Blake Lively e Ryan Reynolds estão sendo acusados de dever milhões de dólares para empreiteiros responsáveis pela obra da ‘casa dos sonhos’ do casal. De acordo com o TMZ, a construção da residência em Nova York vem perdendo forças desde o final de 2025 e, agora, estaria paralisada.
Segundo o site, cinco empreiteiras e subcontratadas registraram, em abril, ações contra a propriedade de 110 acres (mais de 445 mil metros quadrados) dos artistas, em Lewisboro, Nova York. As companhias alegam que têm, juntas, cerca de US$ 2,1 milhões (cerca de R$ 10,5 milhões) a receber por serviços não pagos.
A luxuosa residência estaria em construção há anos e deveria incluir uma casa principal de aproximadamente 1.350 metros quadrados, piscina, academia e outros recursos de alto padrão. Apenas uma das construtoras entrou com uma cobrança superior a US$ 1,35 milhão, relacionada a trabalhos como estrutura, encanamento, climatização, elétrica, drywall e alvenaria.
O casal já havia expressado o quão importante era o investimento no local, desde que comprou o terreno, por meio de uma LLC (Empresa de Responsabilidade Limitada, em português), em 2018. Durante uma audiência de planejamento em 2022, Blake teria descrito a comunidade local como “o paraíso” e dito que o esposo e ela estavam “desesperados para começar as obras”.
A construção, porém, se encontra paralisada. O projeto teria desacelerado no fim do ano passado, antes de parar completamente em 2026.
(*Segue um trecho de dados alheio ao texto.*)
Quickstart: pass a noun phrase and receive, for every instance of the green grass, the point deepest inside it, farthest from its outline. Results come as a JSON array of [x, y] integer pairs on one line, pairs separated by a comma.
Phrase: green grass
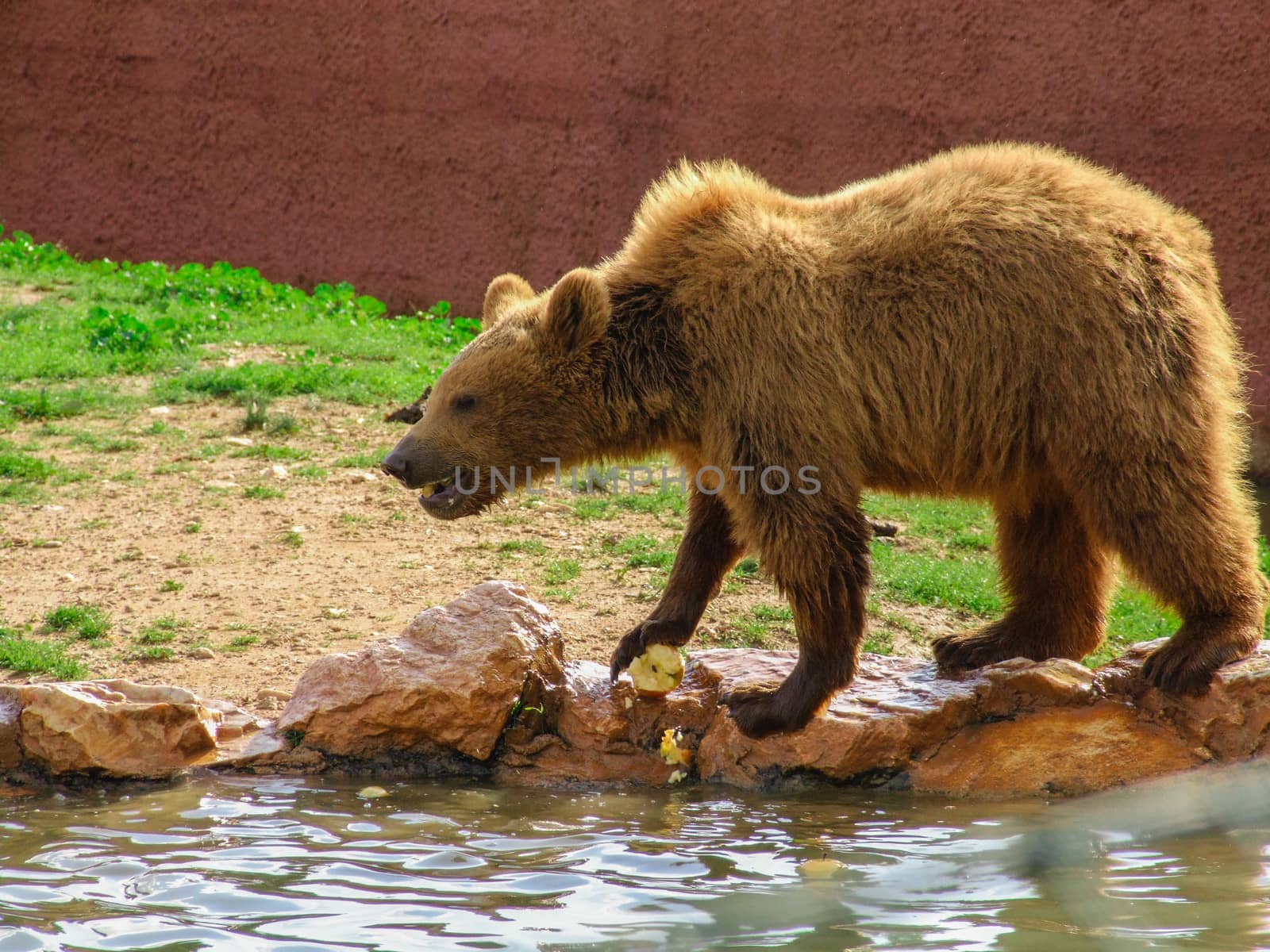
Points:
[[946, 564], [88, 622], [268, 451], [160, 631], [562, 570], [118, 319], [241, 643], [156, 653], [368, 460], [950, 522], [25, 476], [527, 546], [643, 551], [32, 657], [264, 493], [613, 505]]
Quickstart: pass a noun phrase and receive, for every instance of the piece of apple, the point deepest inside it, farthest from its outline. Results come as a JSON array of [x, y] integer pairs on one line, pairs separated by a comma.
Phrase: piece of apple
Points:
[[657, 672], [822, 869]]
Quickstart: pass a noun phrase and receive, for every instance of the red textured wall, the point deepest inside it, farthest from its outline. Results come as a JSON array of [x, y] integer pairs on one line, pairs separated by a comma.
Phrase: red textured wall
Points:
[[419, 149]]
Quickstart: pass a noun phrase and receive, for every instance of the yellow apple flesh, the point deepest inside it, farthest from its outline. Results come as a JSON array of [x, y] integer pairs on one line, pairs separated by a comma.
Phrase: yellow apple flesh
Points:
[[657, 672]]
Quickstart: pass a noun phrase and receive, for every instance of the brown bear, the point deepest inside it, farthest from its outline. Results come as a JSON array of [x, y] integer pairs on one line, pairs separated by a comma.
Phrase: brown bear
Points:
[[1003, 321]]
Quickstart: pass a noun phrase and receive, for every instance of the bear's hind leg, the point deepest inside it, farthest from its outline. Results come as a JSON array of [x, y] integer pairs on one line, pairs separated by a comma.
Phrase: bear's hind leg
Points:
[[1193, 543], [1056, 577], [826, 582]]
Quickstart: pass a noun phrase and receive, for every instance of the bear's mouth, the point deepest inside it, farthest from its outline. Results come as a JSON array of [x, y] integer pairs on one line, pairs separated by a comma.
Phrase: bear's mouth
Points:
[[444, 498]]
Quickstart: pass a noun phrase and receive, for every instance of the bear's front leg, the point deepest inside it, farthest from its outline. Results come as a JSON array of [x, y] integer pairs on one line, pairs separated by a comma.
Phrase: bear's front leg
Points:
[[705, 556], [826, 583]]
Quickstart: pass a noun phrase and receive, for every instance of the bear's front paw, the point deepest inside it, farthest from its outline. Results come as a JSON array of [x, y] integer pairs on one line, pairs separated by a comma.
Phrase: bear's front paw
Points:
[[760, 712], [976, 649], [635, 643], [1176, 670]]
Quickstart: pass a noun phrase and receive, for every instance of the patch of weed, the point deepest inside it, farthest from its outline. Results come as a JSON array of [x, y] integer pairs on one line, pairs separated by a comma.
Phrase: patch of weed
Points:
[[241, 643], [529, 546], [33, 657], [643, 551], [160, 631], [370, 460], [86, 621], [264, 493], [562, 570], [268, 451], [965, 583]]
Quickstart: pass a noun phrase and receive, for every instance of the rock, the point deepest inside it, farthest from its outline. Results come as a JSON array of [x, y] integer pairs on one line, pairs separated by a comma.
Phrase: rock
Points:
[[448, 683], [480, 687], [1064, 750], [1018, 727], [606, 733], [10, 710], [114, 727]]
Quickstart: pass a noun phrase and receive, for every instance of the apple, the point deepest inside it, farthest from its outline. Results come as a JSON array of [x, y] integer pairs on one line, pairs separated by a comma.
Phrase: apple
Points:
[[657, 672]]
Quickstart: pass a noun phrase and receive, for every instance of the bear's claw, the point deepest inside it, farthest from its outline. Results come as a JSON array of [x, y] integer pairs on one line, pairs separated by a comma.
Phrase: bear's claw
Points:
[[638, 640]]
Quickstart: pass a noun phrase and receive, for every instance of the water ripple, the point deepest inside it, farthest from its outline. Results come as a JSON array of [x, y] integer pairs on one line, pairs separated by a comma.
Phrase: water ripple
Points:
[[289, 866]]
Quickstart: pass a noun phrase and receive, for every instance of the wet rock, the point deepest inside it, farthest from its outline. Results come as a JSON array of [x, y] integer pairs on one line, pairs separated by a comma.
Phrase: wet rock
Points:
[[607, 733], [1018, 727], [1054, 752], [10, 708], [118, 729], [448, 682]]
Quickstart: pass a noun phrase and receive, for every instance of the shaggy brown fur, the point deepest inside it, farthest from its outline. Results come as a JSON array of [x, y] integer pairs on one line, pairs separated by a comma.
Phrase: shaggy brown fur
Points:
[[1003, 321]]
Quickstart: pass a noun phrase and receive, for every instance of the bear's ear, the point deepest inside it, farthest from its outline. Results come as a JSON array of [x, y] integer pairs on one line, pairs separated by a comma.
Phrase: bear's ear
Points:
[[502, 294], [577, 313]]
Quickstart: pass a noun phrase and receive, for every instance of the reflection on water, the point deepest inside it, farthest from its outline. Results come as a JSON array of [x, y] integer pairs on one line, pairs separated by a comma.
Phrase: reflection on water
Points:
[[291, 865]]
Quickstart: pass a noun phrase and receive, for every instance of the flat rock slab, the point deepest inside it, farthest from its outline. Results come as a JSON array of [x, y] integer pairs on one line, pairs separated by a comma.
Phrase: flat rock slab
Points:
[[448, 683], [114, 729], [480, 687]]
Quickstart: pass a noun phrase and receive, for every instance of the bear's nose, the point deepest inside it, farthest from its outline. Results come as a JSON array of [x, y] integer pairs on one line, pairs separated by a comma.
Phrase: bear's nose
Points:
[[397, 466]]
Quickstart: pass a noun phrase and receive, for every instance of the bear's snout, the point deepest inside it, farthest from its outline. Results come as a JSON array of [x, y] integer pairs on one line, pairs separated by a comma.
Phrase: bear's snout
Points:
[[398, 466]]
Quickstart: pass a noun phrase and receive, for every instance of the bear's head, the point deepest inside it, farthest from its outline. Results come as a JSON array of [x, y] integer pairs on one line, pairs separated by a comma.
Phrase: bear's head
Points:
[[524, 390]]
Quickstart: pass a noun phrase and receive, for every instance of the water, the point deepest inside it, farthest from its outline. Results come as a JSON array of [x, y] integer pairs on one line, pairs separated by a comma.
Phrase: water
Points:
[[296, 865]]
O momento também chamou atenção porque o casal passou meses lidando com a intensa batalha judicial de Blake contra Justin Baldoni sobre os bastidores do filme “É Assim que Acaba”, encerrada no início de maio, em um acordo sem compensação financeira. No fim, nenhum dos envolvidos recebeu dinheiro e, juntos, eles teriam gasto cerca de US$ 60 milhões, aproximadamente R$ 340 milhões, em despesas judiciais.
Especialistas ouvidos pelo TMZ afirmaram que os custos incluíram honorários de advogados que cobravam mais de US$ 1.500 (cerca de R$ 8,5 mil) por hora, além de consultores estratégicos, análise forense de mensagens, gerenciamento de reputação e investigações internas.